列に並ぶ人たちの目当ては、多くは初売りに販売される福袋です。今や福袋は日本のどこでも見られる新春の風物詩でもありますが、秋葉原の福袋はちょっと普通ではありません。人気の福袋は、やはり今流行りのタブレットが入った福袋で、あちこちのお店ですぐに売り切れたようですが、ある家電量販店では2013万円のハイエンドオーディオシステムが揃う福袋があり、ある免税店では20万1300円の狛犬の福袋(と言っても、現物むき出しで展示されていましたが)を販売していました。あるホビーショップでは数種類の「買ってはいけない鬱袋」と銘打った不気味な福袋ならぬ不幸袋を販売していました。なんだかわけのわからないごちゃ混ぜ感で盛り上がるのは、秋葉原らしいとも思えます。

■中途半端なネタでは話題にならない

最近のデパートで販売される、特に女性向けの福袋は、売り場で中身を提示している場合が多くなっています。本来、福袋は年初めの運試しという意味もありましたが、中身を先に見せることで「こんなものは欲しくなかった」と顧客を落胆させるリスクを避けることができるからです。しかし、若い男性が主な客層となる秋葉原では、中身がまったく分からず、購入して初めて分かるというものがほとんどです。これは、中身が見えないほうが「ワクワク感」を演出することができるからです。一般に子供向けの食玩でも、女の子向けは中身が分かるようになっていて、男の子向けは中身が分からないようになっているものが多い。どうやら女性の方が手堅く現実的で、男性の方が夢を求めてリスクをとる傾向があるのかも知れません。
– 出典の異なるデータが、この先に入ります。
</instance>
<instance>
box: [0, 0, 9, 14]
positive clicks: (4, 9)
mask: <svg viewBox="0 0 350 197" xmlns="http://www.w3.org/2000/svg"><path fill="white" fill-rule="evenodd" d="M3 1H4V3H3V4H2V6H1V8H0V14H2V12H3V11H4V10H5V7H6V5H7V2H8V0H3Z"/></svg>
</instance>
秋葉原のさまざまな福袋が演出する「ワクワク感」は、単に顧客の注目を集めるだけではありません。秋葉原に訪れる人たちは、若い男性が中心で新しい物好きである特性があるので、スマートフォンの保有率が高い。そのような人たちに「ワクワク感」を与えることは、話題のネタを提供することでもあり、放っておいても彼らは twitter などのソーシャルメディアを通して店舗の情報を自ら発信してくれます。そうすると、特に広告を出さなくても、秋葉原から発信された情報を得た潜在的な顧客が、実際に新たな顧客として秋葉原にやってくるのです。新宿や池袋など他の地域でも魅力的な商品はあるのですが、パソコンや携帯の画面を見ながら暇を持て余している人にとっては、話題のネタが散らばっている秋葉原に訪れる理由も出てきます。「ワクワク感」が新しい顧客との縁を起こしてくれるのですから、店舗にとってもまさに福袋といえるかもしれません。
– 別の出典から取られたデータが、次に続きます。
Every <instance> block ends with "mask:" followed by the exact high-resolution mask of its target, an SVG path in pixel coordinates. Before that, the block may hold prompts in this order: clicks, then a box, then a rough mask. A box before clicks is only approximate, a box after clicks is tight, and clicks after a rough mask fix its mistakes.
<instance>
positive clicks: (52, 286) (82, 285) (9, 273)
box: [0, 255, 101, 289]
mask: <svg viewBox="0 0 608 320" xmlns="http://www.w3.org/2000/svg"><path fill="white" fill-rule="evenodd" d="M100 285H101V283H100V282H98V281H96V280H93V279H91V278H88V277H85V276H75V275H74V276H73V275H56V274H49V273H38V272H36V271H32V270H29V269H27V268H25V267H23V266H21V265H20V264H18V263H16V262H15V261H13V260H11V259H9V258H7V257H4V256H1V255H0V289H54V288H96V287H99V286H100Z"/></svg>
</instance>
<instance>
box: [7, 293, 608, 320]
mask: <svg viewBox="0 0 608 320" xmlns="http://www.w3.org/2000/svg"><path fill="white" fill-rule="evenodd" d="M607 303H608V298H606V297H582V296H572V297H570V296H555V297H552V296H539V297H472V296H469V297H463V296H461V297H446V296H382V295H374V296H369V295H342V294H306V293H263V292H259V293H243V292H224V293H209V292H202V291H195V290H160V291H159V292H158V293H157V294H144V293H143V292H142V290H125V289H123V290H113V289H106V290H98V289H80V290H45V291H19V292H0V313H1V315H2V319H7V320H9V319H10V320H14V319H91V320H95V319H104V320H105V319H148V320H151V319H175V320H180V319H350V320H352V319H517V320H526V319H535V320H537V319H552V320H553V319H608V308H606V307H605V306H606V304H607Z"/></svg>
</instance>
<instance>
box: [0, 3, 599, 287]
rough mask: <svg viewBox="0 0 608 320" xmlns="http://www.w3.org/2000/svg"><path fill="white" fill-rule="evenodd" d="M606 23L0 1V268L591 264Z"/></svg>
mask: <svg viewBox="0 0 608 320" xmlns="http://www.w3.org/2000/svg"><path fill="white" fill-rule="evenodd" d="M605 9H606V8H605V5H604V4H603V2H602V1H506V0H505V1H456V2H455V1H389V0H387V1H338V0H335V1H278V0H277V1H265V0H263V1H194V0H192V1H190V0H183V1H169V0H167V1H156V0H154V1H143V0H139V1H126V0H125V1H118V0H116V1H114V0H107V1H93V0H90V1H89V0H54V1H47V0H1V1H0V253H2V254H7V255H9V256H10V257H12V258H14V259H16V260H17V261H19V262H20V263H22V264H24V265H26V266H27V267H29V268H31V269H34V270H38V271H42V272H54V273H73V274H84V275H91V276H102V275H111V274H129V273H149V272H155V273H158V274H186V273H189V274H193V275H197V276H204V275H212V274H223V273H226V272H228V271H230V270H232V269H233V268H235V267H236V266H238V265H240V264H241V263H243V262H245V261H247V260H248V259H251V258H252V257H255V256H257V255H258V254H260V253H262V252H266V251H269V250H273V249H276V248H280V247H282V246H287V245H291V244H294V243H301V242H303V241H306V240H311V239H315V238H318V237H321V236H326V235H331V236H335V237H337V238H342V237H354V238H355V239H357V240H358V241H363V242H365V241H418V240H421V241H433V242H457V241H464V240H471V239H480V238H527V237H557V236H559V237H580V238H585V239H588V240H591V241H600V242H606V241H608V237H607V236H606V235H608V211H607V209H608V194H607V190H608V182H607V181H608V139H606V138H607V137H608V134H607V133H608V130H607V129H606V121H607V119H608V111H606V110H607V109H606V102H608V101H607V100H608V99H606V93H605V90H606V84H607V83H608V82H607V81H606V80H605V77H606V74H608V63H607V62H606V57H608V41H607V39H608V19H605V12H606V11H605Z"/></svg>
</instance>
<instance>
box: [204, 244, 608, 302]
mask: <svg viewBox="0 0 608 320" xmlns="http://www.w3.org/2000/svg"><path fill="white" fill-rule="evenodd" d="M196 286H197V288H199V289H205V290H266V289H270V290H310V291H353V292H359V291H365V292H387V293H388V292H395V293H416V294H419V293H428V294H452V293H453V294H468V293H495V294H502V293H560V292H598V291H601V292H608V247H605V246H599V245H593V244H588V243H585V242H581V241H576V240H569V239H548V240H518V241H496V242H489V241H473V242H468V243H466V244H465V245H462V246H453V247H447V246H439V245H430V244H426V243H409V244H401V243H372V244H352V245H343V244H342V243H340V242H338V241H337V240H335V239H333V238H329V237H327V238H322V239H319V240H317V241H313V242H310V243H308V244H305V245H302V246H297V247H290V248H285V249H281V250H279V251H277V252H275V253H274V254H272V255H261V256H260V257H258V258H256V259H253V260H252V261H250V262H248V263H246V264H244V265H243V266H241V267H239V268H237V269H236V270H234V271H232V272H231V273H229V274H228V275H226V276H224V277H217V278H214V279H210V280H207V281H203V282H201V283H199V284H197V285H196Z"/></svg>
一見ふざけているようにも見える秋葉原の福袋ですが、実は話題のネタ作りに真剣で必死なのです。秋葉原での顧客獲得競争は他に類を見ないほど熾烈です。秋葉原に集まる顧客は、特定分野には「通の目」を持つマニアが多いので、中途半端なネタでは「ワクワク感」を与えられません。特に初売りは稼ぎ時でありながら、一つ間違えると他店に顧客を奪われる可能性もあるのですから、いかに顧客に向けて「ワクワク感」を演出するか、そして、まだ見ぬ潜在的な顧客にそれを伝えてもらうかは、それぞれの店舗にとって重要な戦術となるのです。
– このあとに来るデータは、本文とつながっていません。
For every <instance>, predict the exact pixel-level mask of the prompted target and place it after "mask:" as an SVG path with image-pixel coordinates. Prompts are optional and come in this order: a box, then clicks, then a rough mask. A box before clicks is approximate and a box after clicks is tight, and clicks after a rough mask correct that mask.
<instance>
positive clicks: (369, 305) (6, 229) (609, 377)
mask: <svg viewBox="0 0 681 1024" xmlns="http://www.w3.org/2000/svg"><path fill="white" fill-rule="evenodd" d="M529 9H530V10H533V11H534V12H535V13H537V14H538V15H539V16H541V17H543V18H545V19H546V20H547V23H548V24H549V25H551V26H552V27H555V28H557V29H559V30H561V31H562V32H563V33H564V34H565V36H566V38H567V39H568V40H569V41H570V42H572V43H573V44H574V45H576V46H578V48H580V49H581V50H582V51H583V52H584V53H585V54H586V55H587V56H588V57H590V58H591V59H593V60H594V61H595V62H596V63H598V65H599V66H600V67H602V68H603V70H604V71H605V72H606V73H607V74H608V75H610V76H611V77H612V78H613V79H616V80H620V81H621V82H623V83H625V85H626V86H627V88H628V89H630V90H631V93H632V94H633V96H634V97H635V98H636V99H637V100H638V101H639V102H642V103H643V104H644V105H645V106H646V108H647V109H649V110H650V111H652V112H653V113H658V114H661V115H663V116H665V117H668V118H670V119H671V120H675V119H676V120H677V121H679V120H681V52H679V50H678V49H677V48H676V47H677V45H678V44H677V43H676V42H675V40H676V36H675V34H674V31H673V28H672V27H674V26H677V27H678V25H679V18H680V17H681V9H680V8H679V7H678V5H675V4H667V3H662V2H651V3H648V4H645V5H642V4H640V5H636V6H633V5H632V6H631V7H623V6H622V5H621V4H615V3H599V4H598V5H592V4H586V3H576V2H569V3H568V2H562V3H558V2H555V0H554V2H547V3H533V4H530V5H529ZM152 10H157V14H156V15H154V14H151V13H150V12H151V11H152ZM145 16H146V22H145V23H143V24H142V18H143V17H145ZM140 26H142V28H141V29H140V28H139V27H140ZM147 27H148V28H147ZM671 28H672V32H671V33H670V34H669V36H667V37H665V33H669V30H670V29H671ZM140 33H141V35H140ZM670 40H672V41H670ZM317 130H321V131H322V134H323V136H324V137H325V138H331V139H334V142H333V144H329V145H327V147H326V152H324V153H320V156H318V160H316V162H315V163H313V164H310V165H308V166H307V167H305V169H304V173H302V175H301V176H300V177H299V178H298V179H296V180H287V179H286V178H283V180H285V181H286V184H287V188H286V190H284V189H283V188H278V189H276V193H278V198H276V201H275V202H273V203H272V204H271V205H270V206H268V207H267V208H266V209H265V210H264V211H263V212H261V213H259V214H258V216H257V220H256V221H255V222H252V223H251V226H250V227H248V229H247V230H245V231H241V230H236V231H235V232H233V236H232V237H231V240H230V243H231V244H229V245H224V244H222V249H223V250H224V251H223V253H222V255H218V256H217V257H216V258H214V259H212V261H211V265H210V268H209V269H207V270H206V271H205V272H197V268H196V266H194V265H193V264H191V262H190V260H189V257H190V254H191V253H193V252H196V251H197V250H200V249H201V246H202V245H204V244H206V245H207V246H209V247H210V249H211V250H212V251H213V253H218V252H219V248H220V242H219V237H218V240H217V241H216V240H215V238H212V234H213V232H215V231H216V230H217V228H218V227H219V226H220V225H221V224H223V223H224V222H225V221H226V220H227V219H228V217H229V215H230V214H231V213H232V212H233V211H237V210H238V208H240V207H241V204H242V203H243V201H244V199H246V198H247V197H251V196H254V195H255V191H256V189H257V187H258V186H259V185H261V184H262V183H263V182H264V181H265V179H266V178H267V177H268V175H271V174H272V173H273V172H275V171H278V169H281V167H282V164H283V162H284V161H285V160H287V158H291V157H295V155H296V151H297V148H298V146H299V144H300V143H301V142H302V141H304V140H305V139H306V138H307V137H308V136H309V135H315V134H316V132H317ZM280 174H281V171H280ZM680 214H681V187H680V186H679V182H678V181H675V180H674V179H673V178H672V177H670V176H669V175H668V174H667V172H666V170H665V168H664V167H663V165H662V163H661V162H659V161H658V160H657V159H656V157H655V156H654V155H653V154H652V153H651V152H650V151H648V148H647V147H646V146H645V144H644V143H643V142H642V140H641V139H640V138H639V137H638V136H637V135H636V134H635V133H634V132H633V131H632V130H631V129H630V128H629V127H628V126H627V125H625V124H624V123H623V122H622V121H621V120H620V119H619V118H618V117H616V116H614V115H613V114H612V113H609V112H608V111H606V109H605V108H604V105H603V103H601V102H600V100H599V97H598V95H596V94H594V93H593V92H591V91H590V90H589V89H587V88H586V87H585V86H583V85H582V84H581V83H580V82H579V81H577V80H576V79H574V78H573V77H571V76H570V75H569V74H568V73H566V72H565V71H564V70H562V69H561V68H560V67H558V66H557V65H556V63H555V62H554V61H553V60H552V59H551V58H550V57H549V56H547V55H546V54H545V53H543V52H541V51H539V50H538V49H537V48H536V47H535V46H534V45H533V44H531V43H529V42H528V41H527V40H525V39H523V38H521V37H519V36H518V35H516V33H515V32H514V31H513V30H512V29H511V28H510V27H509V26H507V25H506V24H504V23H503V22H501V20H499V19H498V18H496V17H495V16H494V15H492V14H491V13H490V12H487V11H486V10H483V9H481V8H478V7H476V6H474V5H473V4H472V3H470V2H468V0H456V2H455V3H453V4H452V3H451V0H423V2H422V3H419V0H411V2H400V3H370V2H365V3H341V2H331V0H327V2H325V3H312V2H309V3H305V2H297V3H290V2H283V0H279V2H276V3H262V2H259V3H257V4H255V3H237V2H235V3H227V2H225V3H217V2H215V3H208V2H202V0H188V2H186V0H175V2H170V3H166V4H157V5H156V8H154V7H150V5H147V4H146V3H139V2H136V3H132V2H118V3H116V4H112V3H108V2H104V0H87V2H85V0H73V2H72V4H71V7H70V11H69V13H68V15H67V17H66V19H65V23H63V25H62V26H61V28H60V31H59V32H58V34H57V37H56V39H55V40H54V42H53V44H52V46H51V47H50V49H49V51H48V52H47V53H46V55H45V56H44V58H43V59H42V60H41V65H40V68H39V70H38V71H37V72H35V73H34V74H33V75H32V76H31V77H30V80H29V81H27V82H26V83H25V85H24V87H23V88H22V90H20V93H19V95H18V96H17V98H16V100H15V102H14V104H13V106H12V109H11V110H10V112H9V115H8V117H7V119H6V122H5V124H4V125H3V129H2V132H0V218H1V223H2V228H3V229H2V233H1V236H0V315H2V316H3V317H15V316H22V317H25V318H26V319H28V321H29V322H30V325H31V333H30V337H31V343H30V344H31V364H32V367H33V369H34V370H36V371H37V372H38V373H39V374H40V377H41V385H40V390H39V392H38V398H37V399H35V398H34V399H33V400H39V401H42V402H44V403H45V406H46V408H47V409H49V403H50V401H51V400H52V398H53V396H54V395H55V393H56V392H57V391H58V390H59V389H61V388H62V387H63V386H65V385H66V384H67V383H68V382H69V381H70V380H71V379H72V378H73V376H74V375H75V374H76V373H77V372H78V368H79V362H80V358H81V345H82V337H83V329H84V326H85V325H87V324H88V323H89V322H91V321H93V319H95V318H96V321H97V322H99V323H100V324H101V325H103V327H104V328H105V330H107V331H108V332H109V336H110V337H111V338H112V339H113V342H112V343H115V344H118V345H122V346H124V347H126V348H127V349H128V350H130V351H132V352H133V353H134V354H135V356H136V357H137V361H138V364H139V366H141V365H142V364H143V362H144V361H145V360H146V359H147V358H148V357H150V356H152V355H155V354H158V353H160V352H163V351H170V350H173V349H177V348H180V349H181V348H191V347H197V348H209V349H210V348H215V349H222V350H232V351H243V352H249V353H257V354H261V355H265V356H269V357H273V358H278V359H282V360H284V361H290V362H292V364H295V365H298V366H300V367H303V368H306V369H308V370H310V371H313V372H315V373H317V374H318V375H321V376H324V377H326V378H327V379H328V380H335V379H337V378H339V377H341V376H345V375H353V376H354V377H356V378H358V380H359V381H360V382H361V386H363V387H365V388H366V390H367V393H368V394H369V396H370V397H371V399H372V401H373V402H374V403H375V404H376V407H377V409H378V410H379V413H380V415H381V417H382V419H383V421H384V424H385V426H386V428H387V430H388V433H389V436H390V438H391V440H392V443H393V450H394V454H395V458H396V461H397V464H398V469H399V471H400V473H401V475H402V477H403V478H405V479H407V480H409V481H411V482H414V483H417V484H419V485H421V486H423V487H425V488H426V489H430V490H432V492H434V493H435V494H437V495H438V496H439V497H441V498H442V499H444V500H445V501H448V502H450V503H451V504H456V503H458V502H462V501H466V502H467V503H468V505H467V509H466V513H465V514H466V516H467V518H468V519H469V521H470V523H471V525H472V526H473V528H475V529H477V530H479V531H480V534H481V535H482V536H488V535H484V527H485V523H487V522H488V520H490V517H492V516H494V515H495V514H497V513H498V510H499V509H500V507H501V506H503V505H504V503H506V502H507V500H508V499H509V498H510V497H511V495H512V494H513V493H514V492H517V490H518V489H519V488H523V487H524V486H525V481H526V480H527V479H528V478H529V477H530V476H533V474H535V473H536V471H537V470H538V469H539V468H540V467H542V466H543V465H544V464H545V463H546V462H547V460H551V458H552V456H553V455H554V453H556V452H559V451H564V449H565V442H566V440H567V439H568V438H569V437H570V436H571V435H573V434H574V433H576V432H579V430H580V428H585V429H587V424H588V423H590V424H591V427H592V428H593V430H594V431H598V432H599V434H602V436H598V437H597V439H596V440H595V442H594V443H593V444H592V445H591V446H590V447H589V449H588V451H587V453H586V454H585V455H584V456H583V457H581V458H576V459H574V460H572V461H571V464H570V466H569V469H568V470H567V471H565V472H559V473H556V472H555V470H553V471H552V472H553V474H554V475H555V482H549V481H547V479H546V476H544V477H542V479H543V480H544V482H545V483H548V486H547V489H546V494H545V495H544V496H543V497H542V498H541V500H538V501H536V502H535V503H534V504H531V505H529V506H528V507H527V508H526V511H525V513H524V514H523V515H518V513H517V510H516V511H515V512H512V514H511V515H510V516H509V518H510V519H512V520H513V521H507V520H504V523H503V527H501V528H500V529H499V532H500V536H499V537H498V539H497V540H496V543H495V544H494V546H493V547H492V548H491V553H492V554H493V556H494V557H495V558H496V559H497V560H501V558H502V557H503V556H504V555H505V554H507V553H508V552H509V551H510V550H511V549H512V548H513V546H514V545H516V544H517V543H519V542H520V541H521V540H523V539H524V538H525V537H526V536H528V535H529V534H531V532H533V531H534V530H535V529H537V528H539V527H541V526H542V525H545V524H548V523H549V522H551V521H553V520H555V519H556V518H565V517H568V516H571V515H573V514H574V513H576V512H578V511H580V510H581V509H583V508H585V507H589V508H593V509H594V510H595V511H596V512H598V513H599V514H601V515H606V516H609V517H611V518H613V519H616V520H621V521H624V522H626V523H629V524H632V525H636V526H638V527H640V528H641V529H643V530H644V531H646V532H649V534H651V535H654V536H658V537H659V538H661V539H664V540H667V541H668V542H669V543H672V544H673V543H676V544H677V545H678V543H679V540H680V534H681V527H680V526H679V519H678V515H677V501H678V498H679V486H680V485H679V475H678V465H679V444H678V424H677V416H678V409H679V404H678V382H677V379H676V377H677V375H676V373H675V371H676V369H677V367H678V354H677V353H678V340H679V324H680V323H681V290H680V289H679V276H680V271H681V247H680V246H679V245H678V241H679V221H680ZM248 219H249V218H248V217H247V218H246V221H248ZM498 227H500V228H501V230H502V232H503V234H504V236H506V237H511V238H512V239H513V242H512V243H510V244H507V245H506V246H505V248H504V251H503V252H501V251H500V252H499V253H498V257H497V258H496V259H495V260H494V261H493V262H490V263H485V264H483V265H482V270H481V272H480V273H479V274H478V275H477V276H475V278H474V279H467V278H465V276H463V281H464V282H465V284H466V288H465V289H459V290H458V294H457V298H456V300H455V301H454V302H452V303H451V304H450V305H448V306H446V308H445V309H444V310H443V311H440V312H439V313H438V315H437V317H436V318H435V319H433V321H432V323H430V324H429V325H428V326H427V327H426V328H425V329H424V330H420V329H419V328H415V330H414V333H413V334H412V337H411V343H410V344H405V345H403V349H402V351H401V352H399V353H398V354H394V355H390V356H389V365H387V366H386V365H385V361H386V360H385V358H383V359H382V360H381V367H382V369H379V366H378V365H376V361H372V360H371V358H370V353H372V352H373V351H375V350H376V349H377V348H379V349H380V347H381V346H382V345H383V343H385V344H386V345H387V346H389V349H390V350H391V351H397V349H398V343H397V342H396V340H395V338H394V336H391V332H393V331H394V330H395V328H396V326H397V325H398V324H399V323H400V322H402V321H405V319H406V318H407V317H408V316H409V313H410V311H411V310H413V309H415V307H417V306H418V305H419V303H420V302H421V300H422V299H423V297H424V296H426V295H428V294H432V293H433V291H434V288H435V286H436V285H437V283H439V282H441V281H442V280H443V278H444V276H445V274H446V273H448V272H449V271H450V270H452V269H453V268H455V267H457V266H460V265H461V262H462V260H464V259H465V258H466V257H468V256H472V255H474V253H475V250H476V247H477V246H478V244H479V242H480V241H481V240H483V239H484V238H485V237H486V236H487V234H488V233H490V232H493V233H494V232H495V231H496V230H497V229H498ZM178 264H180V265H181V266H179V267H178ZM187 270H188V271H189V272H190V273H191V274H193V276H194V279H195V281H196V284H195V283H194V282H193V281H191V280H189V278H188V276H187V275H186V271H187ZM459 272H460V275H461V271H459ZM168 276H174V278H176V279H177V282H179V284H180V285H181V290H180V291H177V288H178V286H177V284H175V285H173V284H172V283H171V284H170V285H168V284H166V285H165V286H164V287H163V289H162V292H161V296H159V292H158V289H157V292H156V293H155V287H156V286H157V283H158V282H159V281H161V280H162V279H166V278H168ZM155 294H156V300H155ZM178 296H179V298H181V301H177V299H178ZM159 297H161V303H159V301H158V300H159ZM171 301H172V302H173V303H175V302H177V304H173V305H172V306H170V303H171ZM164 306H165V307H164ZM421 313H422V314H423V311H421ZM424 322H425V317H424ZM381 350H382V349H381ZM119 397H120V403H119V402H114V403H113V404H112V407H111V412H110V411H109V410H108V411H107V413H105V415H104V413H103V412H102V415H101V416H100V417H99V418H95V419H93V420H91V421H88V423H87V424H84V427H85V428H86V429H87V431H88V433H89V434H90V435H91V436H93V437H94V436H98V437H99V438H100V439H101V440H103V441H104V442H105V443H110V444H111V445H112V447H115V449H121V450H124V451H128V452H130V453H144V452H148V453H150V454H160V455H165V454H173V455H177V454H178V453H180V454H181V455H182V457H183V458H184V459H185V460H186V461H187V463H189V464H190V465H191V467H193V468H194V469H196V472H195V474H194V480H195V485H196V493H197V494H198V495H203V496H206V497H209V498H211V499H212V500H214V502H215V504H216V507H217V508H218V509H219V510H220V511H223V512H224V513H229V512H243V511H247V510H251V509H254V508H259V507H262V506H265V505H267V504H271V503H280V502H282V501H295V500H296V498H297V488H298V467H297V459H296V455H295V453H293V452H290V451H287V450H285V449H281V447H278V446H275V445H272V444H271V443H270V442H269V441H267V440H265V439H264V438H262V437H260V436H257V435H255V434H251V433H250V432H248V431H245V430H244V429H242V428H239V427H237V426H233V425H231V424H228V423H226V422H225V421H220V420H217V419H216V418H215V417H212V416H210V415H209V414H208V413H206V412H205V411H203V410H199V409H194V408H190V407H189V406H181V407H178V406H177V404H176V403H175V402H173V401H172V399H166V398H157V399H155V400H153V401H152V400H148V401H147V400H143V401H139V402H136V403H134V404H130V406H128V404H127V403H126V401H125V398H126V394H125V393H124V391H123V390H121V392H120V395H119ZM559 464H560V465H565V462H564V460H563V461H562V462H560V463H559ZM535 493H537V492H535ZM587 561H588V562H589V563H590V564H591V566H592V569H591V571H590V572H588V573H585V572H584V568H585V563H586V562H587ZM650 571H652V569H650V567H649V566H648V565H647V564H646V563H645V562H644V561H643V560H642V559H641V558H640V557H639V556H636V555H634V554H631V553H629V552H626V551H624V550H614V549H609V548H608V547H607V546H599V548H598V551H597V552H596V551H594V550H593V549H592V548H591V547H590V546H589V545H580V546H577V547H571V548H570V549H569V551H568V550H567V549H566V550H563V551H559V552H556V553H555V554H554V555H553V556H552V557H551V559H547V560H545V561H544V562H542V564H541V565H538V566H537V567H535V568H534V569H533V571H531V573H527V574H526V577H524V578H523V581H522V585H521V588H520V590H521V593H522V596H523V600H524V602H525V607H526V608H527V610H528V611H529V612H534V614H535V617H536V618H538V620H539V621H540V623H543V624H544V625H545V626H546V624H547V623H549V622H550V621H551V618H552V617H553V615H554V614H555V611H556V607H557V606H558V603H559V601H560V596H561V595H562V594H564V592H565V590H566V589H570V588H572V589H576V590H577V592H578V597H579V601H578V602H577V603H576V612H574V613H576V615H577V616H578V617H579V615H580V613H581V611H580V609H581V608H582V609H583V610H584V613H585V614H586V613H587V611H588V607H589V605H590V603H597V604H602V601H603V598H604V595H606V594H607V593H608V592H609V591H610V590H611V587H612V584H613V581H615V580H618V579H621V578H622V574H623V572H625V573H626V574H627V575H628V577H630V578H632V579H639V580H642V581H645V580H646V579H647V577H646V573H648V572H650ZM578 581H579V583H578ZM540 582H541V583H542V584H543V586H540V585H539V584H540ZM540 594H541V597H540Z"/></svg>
「ワクワク感」で縁を起こす戦術は、私たちにも日常で応用できそうです。仕事の現場や家庭でも、身近な人に「ワクワク感」を提供することで、まずは自分への興味を引きつけられるでしょう。そして、ワクワク感を得た人たちは自ら良い評価を広めてくれれば、新たな出会いやつながりをもたらしてくれるかもしれません。